When the capacitor voltage equals the applied voltage, there is no more charging. The charge remains in the capacitor, with or without the applied voltage connected.
The capacitor discharges when a conducting path is provided across the plates, without any applied voltage.
Actually, it is necessary only that the capacitor voltage be more than the applied voltage. Then the capacitor can serve as a voltage source, temporarily, to produce discharge current in the discharge path.
The capacitor discharge continues until the capacitor voltage drops to zero or is equal to the applied voltage.
Applying the Charge
In the figure below, the capacitor is neutral with no charge because it has not been connected to any source of applied voltage and there is no electrostatic field in the dielectric.

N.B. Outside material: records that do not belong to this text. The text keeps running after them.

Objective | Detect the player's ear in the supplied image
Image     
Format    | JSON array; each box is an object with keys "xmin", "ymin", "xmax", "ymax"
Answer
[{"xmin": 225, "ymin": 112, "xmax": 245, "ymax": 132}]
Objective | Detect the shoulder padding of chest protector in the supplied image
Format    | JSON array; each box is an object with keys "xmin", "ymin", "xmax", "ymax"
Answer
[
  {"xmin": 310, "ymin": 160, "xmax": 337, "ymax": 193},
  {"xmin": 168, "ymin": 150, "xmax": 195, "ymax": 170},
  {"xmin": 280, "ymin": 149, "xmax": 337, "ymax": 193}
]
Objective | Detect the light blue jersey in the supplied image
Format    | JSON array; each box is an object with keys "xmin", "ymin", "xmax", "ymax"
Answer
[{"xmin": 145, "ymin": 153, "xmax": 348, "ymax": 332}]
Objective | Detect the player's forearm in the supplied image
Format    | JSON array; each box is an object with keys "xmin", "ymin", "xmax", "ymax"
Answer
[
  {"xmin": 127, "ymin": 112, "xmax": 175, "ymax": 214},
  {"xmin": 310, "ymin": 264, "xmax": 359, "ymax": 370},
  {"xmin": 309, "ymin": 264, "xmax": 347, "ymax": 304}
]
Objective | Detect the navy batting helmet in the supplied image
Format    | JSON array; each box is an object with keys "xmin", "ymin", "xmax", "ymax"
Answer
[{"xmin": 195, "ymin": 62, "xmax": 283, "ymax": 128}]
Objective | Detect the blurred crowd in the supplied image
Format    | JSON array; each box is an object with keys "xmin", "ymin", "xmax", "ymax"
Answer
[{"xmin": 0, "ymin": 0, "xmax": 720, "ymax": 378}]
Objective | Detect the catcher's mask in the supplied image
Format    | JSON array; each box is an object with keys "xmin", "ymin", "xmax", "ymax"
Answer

Closing the switch, however, allows the negative battery terminal to repel free electrons in the conductor to plate A.
At the same time, the positive terminal attracts free electrons from plate B. The side of the dielectric at plate A accumulates electrons because they cannot flow through the insulator, and plate B has an equal surplus of protons.
Remember that opposite charges have an associated potential difference, which is the voltage across the capacitor. The charging process continues until the capacitor voltage equals the battery voltage, which is 10 V in this example.
Then no further charging is possible because the applied voltage cannot make free electrons flow in the conductors.
Note that the potential difference across the charged capacitor is 10 V between plates A and B. There is no potential difference from each plate to its battery terminal, however, which is why the capacitor stops charging.
Storing the Charge
The negative and positive charges on opposite plates have an associated electric field through the dielectric, as shown by the dotted lines.
The direction of these electric lines of force shown repelling electrons from plate B, making this side positive. The effect of electric lines of force through the dielectric results in storage of the charge.
The electric field distorts the molecular structure so that the dielectric is no longer neutral. The dielectric is actually stressed by the invisible force of the electric field. As evidence, the dielectric can be ruptured by a very intense field with a high voltage across the capacitor.
The result of the electric field, then, is that the dielectric has charge supplied by the voltage source. Since the dielectric is an insulator that cannot conduct, the charge remains in the capacitor even after the voltage source is removed, as illustrated.
You can now take this charged capacitor by itself out of the circuit, and it still has 10 V across the two terminals.
Read how the charge is stored in a dielectric
Discharging the Capacitor
The action of neutralizing the charge by connecting a conducting path across the dielectric is called discharging the capacitor.
In the figure, the wire between plates A and B is a low-resistance path for discharge current. With the stored charge in the dielectric providing the potential difference, 10 V is available to produce discharge current.
The negative plate repels electrons, which are attracted to the positive plate through the wire until the positive and negative charges are neutralized. Then there is no net charge.
The capacitor is completely discharged, the voltage across it equals zero, and there is no discharge current.
Now the capacitor is in the same uncharged condition.
It can be charged again, however, by a source of the applied voltage.
Nature of the Capacitance
A capacitor can store the amount of charge necessary to provide a potential difference equal to the charging voltage. If 100 V were applied, the capacitor would charge to 100 V.
The capacitor charges to the applied voltage because it takes on more charge when the capacitor voltage is less. As soon as the capacitor voltage equals the applied voltage, no more charging current can flow.
Note that any charge or discharge current flows through the conducting wires to the plates but not through the dielectric.